Julianne Moore: Seks w filmach dotyczy tylko młodych ludzi
Laureatka Oscara Julianne Moore skrytykowała obraz seksu obecny w filmach. Według niej czułości na dużym i małym ekranie za często dotyczą tylko młodych ludzi.
W wywiadzie dla "The Daily Telegraph" aktorka stwierdziła, że "Obecnie, gdy najbardziej dochodowym filmem są "Avengers", nie ma za dużo obrazów opierających się na związkach między postaciami".
"Wątpię, by w blockbusterach był zgłębiany temat romantyczności lub miłości fizycznej" - mówiła w dalszej części wywiadu.
Według Moore dotyczy to także postaci męskich. Natomiast temat seksu podejmują głównie komedie romantyczne. Niemal zawsze skupiają się one na młodych bohaterach, a starszych ignorują.

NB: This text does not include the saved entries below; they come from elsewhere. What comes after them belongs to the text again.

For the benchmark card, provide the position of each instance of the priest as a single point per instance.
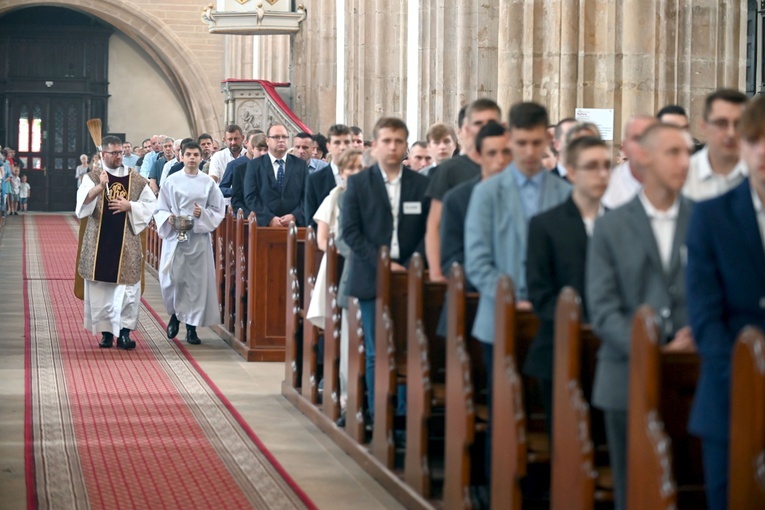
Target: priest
(187, 268)
(115, 204)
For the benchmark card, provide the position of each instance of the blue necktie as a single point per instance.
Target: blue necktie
(280, 174)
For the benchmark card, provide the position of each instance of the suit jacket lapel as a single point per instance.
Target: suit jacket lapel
(743, 210)
(265, 163)
(642, 226)
(576, 225)
(514, 215)
(287, 174)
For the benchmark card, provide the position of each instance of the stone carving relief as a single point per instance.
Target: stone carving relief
(250, 116)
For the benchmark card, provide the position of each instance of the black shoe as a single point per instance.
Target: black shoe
(191, 335)
(124, 341)
(172, 327)
(107, 340)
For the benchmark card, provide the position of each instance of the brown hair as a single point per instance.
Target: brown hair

Ostatnim filmem Moore jest "Gloria Bell", który opowiada o kobiecie w średnim wieku spędzającej wieczory w klubach. Aktorka zaznaczała wtedy, że ukazanie seksualnie wyzwolonej bohaterki w jej wieku dużo dla niej znaczyło.
"Jest szczęśliwą kobietą po rozwodzie, która żyje pełnią życia i kocha je - fakt, że to ona jest główną bohaterką, czyni ["Gloria Bell"] nietypowym filmem" - mówiła Moore.
Przyznała także, że kobiety po 50 roku życia za rzadko są bohaterkami filmów.